Modern applications process and generate large volumes of data. The possibility of a single web server/data source failing, resulting in losing applications and priceless data is a common nightmare among software developers. However, you can achieve high data availability if all server nodes have an identical copy of data – this implies that there won’t be any data loss if a few nodes fail in the cluster. But, what happens when the data begins to expand significantly? In cases like these, you must dial back replication and begin partitioning the data.
NCache being a distributed and in-memory caching solution provides high scalability, performance, and availability for data-intensive applications. It brings forward the POR (Partitioned Replica) topology to divide the data into multiple chunks (buckets) and place them in different partitions. In order to evenly spread the read and write loads, data is partitioned across several nodes. This solves the initial problem in achieving scalability by dividing the data, but how exactly is the data partitioned equally? This blog aims to educate you about how data partitioning takes place in NCache.
Hash-Based Partitioning for Equal Data Distribution
More often than not, various applications employ the round-robin strategy to assign data to different partitions. While this approach guarantees even distribution, it presents a challenge when it comes to locating specific data items. The search and retrieval of data can become time-consuming and ineffective with no way to track item locations.
To resolve this issue, NCache incorporates Hash-Based Partitioning. Data is split into many buckets that are subsequently dispersed among several partitions. The goal is to evenly distribute buckets across nodes in the cluster to optimize performance and ensure high availability. To achieve this, NCache employs a hashing technique that maps each data item to a specific bucket based on the key of the item. Now, to figure out the owner of the bucket, you need to apply the hash function on the item’s key and mod it by the total number of buckets – we have 1000 buckets in total.
What is a Distribution Map?
The coordinator server is essential in a distributed cache cluster because it oversees bucket distribution and ensures that each item is assigned to a particular bucket based on its key. To achieve this, the coordinator server creates a distribution map including the bucket distribution and distributes it to all other partitions in the cluster, as well as, to all connected clients.
No matter how many servers are in the cluster, NCache makes sure that each item is given a consistent bucket address through this method. This is because the distribution map remains constant, even if the number of servers in the cluster changes. As a result, even if a bucket moves from one partition to another at any stage, the bucket address of an item remains the same. This guarantees that the data stays intact, and no data is lost during bucket movements.
In case of Partitioned topology, whenever a node leaves the cluster, the cluster experiences data loss. The buckets owned by the leaving node will all be lost. However, in case of POR, the replica is present on another node that will be redistributed on the basis on the distribution map – preventing data loss.
Data Distribution Based on a Distribution Map
Data is spread equally among all nodes in the cache cluster thanks to the dynamic bucket distribution strategy offered by NCache. All 1000 buckets are assigned to the node when you start a cache cluster, which results in all data being stored in a single partition. To provide the best performance and load balancing, the buckets are then divided equally throughout the partitions when more nodes are added to the cluster.

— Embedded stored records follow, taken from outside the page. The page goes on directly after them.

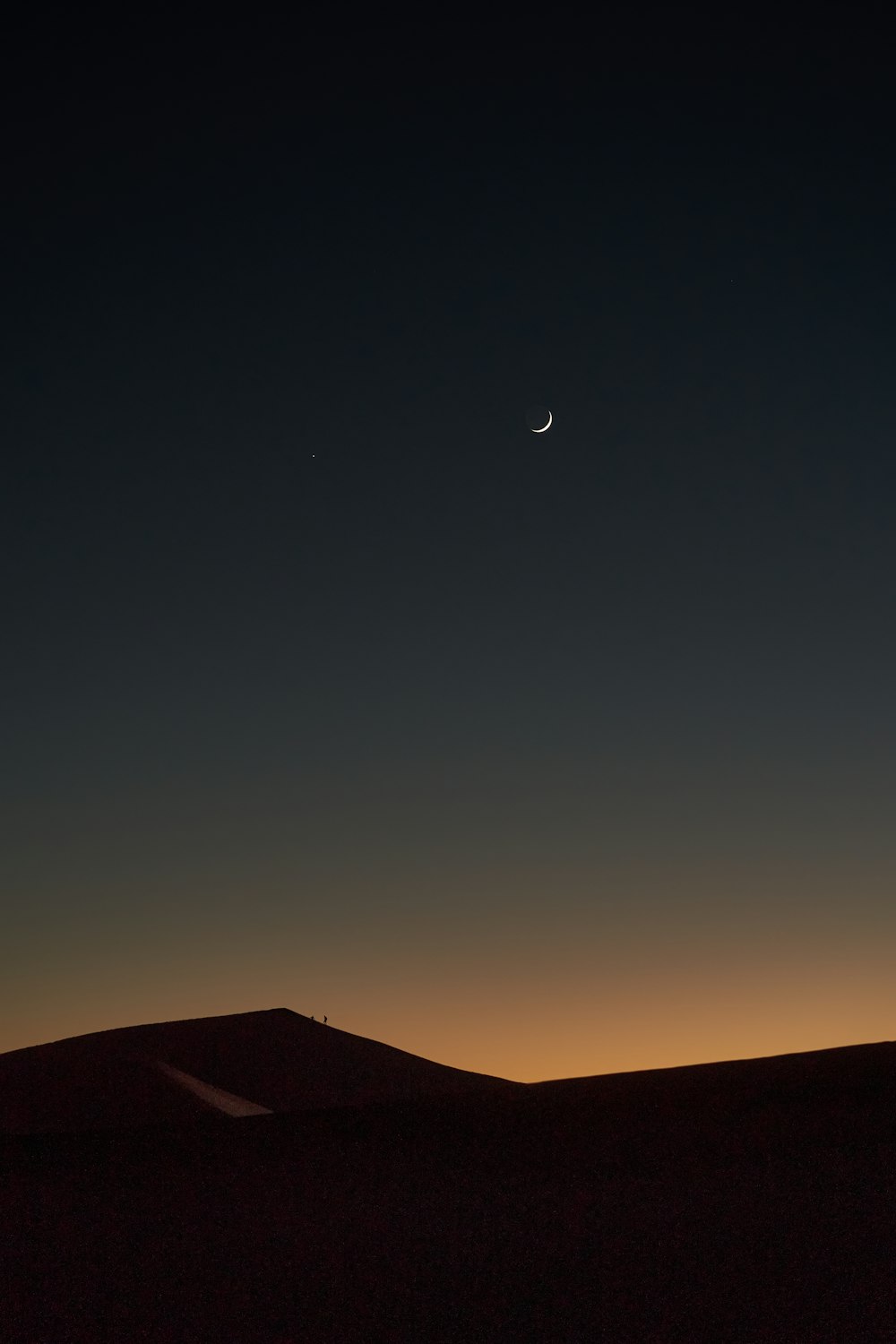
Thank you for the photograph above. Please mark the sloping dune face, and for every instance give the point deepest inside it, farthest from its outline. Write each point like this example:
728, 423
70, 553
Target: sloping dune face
271, 1061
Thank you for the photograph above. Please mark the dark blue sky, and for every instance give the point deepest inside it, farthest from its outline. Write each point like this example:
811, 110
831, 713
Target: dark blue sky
311, 642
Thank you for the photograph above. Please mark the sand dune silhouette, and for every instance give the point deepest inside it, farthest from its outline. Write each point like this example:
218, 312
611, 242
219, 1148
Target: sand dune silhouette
750, 1202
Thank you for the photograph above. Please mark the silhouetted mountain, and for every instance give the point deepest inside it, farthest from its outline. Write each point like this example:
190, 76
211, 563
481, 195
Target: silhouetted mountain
273, 1061
735, 1203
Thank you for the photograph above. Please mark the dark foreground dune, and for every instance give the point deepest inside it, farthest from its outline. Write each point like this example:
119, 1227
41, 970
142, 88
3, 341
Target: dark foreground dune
742, 1202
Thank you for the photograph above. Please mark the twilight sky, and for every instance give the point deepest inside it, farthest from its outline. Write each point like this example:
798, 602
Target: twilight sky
325, 683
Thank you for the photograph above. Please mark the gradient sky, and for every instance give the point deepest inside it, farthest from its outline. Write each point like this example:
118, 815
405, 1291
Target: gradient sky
330, 685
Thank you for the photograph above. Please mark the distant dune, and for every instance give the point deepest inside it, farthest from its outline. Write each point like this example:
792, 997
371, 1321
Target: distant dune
392, 1201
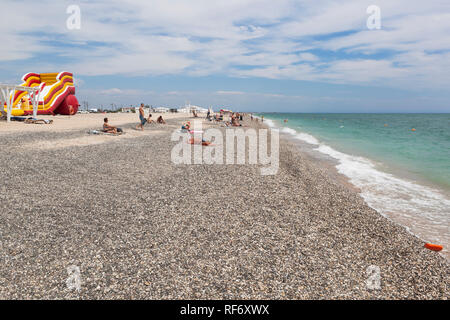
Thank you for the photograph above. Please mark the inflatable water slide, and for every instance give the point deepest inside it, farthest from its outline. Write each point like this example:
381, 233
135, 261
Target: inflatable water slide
56, 95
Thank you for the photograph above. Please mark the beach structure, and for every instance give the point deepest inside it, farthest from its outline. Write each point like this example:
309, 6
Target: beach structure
9, 91
48, 93
188, 108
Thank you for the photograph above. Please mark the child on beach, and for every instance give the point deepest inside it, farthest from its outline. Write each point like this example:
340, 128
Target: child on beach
161, 120
142, 119
110, 129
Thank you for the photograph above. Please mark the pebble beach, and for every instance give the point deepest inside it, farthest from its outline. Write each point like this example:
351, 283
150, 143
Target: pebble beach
140, 227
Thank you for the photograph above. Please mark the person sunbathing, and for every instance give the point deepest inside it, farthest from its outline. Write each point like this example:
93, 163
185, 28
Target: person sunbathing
107, 128
161, 120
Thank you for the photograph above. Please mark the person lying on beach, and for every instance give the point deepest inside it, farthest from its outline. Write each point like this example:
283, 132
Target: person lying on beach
38, 121
142, 119
107, 128
186, 126
161, 120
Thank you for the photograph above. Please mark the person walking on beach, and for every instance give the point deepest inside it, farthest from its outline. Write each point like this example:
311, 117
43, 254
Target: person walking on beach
142, 119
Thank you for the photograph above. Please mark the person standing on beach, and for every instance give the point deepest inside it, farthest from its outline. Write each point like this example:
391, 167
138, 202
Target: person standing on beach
142, 119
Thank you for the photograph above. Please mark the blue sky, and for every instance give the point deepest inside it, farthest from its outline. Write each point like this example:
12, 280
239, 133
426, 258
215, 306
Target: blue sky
252, 55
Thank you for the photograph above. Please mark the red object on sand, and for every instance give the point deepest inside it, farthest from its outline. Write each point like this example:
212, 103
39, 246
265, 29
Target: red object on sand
69, 106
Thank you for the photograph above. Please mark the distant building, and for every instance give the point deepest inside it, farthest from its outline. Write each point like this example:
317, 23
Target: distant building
161, 110
126, 109
191, 108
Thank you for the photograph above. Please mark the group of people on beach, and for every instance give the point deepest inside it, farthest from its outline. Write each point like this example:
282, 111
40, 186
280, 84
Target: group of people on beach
107, 128
143, 120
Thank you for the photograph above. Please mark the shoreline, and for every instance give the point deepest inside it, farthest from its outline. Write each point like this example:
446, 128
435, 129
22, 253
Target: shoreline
331, 163
140, 227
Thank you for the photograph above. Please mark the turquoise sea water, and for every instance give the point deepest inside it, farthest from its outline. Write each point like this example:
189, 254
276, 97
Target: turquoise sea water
402, 173
425, 153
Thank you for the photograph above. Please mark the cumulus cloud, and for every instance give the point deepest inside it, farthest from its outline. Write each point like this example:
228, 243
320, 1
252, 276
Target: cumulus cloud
321, 40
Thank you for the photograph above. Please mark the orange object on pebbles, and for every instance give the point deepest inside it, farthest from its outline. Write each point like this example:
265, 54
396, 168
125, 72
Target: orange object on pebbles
434, 247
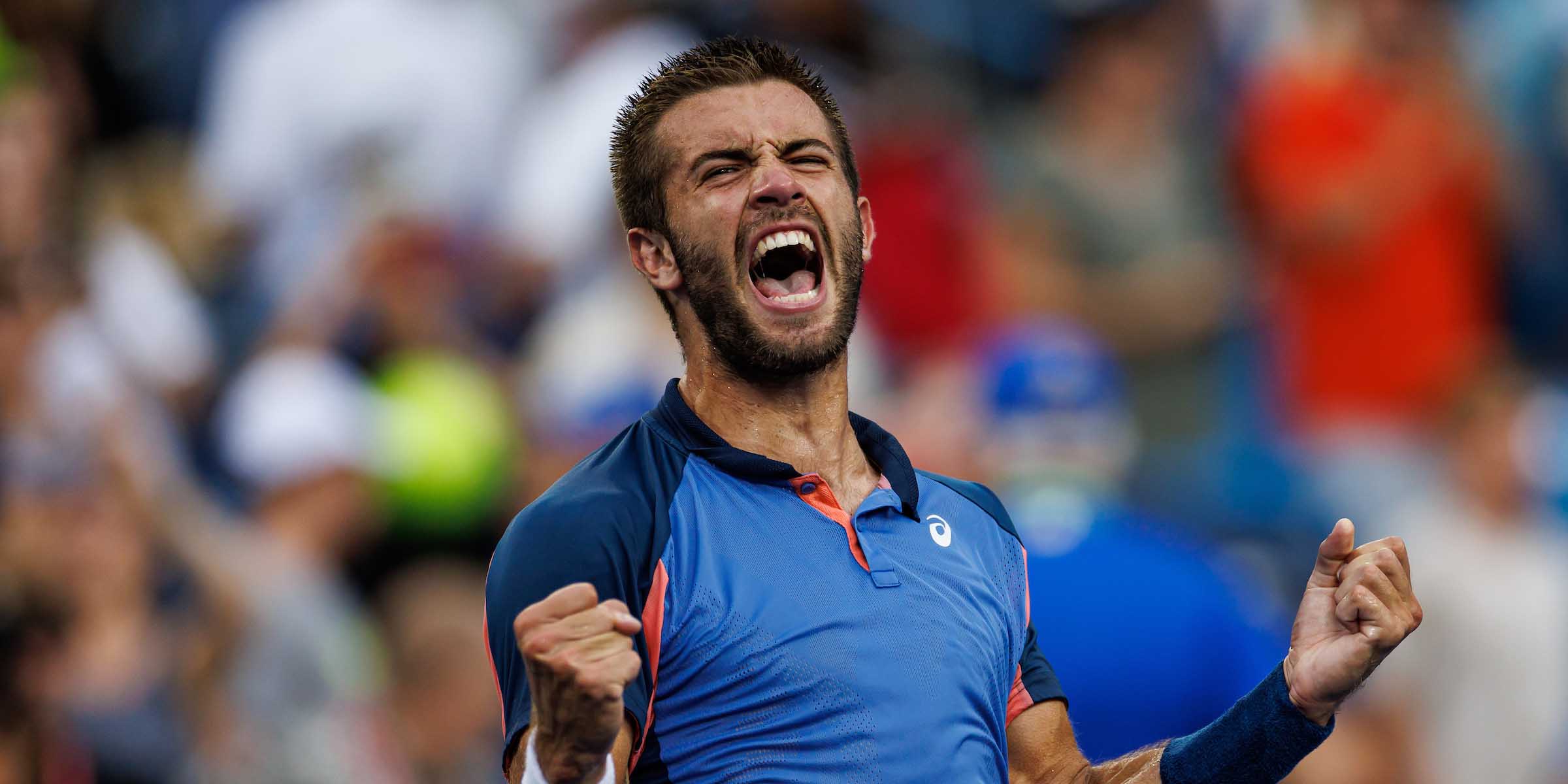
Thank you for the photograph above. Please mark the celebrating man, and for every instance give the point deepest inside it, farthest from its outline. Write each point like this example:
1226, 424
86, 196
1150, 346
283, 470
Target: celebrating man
808, 606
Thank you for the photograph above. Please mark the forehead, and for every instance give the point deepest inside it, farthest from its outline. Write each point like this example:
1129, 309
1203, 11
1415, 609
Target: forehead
742, 116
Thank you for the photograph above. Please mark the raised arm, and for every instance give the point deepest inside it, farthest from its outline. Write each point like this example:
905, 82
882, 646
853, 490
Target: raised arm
1358, 606
579, 657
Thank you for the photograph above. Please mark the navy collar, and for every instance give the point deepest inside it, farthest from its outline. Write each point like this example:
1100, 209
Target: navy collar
702, 441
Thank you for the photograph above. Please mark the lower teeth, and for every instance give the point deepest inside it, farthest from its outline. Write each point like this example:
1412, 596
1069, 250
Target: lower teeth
802, 297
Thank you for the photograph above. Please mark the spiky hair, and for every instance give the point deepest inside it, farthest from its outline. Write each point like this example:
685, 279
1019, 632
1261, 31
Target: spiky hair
639, 163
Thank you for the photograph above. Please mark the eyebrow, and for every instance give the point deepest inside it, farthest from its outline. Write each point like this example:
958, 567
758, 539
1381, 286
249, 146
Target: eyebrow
739, 154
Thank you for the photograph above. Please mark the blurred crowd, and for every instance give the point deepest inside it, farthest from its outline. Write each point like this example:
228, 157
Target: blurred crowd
302, 300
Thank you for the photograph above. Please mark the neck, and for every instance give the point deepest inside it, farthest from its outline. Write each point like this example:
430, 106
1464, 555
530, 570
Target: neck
802, 421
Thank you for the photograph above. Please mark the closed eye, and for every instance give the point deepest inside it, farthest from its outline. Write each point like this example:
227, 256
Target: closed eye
717, 171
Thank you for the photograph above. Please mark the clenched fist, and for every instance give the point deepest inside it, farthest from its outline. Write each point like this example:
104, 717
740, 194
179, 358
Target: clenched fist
579, 657
1358, 606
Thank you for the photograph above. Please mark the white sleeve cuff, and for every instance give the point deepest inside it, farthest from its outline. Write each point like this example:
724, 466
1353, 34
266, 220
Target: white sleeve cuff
534, 775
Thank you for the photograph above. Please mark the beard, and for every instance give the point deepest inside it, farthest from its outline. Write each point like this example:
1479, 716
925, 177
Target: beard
719, 302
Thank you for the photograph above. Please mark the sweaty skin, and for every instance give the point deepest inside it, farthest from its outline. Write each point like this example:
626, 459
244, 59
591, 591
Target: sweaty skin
742, 161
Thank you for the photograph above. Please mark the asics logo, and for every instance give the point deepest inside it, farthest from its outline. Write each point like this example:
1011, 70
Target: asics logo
941, 534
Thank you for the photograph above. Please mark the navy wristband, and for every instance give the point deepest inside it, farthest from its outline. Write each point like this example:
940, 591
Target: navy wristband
1258, 741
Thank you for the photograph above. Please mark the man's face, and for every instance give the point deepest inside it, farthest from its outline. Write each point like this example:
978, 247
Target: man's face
762, 225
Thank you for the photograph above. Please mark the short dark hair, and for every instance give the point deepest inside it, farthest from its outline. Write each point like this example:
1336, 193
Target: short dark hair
637, 165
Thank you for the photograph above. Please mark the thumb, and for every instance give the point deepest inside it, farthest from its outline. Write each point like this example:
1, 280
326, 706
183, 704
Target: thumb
1331, 554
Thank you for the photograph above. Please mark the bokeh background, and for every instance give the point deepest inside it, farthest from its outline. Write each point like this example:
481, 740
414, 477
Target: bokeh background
302, 300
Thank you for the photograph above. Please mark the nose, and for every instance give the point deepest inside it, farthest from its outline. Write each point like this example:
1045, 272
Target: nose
775, 187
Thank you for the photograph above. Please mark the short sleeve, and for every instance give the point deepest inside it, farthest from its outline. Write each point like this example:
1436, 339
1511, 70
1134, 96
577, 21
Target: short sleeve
600, 537
1037, 681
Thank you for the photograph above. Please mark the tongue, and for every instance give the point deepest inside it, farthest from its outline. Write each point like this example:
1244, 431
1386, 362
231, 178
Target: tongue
800, 281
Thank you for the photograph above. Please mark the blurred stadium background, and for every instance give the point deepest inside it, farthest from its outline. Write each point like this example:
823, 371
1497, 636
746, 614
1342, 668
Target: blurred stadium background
302, 300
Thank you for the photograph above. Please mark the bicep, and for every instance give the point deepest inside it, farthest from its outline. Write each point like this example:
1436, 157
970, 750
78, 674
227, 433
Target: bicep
1041, 749
621, 753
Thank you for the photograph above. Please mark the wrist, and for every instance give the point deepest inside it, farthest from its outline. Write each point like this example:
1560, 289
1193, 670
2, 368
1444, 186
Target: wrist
551, 762
1321, 714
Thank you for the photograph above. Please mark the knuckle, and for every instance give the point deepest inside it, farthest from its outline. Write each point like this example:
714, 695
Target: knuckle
538, 644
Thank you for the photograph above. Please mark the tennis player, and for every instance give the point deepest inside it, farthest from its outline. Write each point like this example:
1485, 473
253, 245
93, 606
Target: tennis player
753, 584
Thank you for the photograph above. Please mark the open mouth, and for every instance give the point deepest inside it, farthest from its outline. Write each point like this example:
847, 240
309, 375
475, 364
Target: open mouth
786, 269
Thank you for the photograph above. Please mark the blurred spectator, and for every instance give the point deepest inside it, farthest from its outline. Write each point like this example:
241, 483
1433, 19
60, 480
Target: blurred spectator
1115, 198
1486, 691
318, 106
1484, 696
310, 681
1164, 640
1369, 187
930, 289
443, 692
1537, 278
555, 204
35, 747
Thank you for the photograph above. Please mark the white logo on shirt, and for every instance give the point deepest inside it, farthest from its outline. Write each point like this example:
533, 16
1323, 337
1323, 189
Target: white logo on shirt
941, 534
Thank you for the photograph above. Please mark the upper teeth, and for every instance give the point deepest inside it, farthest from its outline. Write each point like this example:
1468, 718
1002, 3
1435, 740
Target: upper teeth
781, 239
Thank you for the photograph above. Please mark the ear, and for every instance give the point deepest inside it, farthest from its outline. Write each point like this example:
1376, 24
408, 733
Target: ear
655, 259
868, 228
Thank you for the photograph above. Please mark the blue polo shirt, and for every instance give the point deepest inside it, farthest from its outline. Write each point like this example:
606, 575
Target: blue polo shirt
785, 639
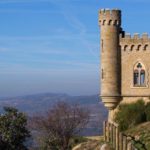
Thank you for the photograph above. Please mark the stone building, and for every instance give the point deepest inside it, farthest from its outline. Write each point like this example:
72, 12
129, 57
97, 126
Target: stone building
125, 63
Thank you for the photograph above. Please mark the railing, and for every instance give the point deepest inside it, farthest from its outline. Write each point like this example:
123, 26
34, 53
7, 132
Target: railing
118, 140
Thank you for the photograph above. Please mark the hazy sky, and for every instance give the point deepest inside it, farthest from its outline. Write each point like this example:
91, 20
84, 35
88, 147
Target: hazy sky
53, 45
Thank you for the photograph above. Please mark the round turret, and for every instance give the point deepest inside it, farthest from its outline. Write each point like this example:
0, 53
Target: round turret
110, 23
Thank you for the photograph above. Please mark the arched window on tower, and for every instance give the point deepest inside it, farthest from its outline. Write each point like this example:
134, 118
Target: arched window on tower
139, 75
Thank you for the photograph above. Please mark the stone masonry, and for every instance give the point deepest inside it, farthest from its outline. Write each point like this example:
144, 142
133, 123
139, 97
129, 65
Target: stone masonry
125, 63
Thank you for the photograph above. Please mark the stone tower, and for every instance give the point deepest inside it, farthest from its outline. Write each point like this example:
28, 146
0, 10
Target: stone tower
110, 24
125, 63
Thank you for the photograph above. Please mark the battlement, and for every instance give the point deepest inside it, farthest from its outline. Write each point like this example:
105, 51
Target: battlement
135, 42
110, 17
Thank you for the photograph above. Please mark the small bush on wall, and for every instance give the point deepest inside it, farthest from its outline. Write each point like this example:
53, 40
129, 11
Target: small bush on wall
129, 115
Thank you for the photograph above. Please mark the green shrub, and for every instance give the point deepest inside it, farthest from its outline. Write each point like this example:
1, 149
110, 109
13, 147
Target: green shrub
130, 115
147, 111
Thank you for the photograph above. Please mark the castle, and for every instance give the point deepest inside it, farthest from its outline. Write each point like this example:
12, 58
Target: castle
125, 63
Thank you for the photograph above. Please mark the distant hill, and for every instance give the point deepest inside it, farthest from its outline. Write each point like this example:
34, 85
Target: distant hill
42, 102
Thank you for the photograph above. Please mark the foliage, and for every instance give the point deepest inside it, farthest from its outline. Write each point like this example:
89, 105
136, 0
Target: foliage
60, 124
130, 115
13, 131
147, 111
141, 135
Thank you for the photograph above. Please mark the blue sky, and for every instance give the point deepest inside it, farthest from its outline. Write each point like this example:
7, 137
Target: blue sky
53, 45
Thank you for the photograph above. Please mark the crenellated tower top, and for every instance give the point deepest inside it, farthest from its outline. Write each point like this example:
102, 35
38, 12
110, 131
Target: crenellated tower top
110, 17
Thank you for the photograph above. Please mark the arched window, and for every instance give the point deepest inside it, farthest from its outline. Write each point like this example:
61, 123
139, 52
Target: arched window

The 1000 buckets, for instance, are divided equally between the two partitions when a second node is added to the cluster, giving each split 500 buckets. Similarly, when a third node enters the cluster, the buckets are redistributed, giving each partition 333, 333, and 334 buckets, accordingly.
Bucket distribution modifies once more if a partition leaves the cluster. To maintain an even distribution of the data, for instance, when a partition exits a three-node cluster, the 333 or 334 buckets that belong to that partition are dispersed across the two remaining nodes. NCache’s state transfer mechanism kicks in to rebalance the data between nodes whenever the bucket distribution changes, ensuring that data is distributed optimally in accordance with the bucket distribution. Similarly, the client also receives the distribution map that informs about the running server nodes and their hash-based distributions.
Data Load Balancing
While redistributing buckets around the cache cluster’s nodes, NCache takes a data-centric strategy to make sure that the amount of data that each partition receives is balanced. In order to accomplish this, each partition in the cluster periodically exchanges the statistics of the buckets it owns with the other partitions in the cluster. This enables the creation of a balanced distribution map that accounts for the quantity of data each partition possesses. NCache automatically balances the data to ensure that each partition receive an equal share of data. It also allows to balance data manually. You can read more about it here.
Conclusion
In conclusion, utilizing POR to split data in NCache is a useful technique for enhancing the speed and scalability of applications. You may guarantee that data is always available and lessen the possibility of performance bottlenecks by breaking data into smaller chunks and distributing them over numerous cache nodes.